Aquella mañana de finales de octubre de 2003, como un presagio, sobre el cielo de mi jardín vi volando en círculos un grupo compacto de buitres. La altura de su vuelo era desusadamente baja, aunque un chorro de aire caliente les elevó rápidamente hasta convertirlos en oscuros puntos contra el cielo casi blanco.
Si hubiera habido por aquellos lares una pitonisa, si hubiera existido un oráculo de tanta fama como el délfico, habría acudido sin dilación para esclarecer esa señal que seguramente habían enviado algunos dioses amigos. Porque todo apuntaba a un mensaje divino: era la primera mañana soleada tras días y días de cielos negros e intensos chaparrones. La zona donde me hallaba no era especialmente montañosa, así que alguna cabeza de ganado muerta había congregado a esa comitiva.
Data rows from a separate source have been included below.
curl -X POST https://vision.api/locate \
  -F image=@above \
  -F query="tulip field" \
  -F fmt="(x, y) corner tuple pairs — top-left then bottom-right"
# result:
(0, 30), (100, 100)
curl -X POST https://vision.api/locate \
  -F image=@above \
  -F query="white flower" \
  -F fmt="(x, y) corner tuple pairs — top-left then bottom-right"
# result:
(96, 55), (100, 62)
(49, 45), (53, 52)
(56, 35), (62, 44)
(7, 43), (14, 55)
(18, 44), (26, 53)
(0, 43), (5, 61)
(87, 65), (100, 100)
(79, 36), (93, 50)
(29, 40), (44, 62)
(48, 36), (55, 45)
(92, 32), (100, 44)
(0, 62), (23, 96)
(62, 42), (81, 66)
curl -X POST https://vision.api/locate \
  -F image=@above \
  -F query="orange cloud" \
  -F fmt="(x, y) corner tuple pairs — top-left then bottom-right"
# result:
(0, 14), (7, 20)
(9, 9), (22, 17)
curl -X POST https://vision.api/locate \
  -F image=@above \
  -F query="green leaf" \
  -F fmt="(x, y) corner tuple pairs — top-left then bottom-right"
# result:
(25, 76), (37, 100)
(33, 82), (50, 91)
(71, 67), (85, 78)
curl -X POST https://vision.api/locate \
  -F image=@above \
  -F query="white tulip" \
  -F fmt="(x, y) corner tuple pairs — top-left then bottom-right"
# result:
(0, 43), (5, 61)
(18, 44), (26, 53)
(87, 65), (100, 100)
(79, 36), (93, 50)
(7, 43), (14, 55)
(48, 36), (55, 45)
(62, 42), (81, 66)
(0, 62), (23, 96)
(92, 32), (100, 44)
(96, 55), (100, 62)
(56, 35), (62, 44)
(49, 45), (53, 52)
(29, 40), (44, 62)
O quizá fuera otra la razón. Aquí se produce la carroña de mejor calidad del país. Y no hablo de la que la WWF sirve en los comederos que ha dispuesto en los hábitats naturales de esas aves para favorecer su desarrollo. No. La carroña que los buitres de mi jardín podían degustar como auténticos gourmands era producto de los vaivenes sociales y políticos de personajes que, sin ningún mérito, habían alcanzado cargos o posiciones muy meritorios.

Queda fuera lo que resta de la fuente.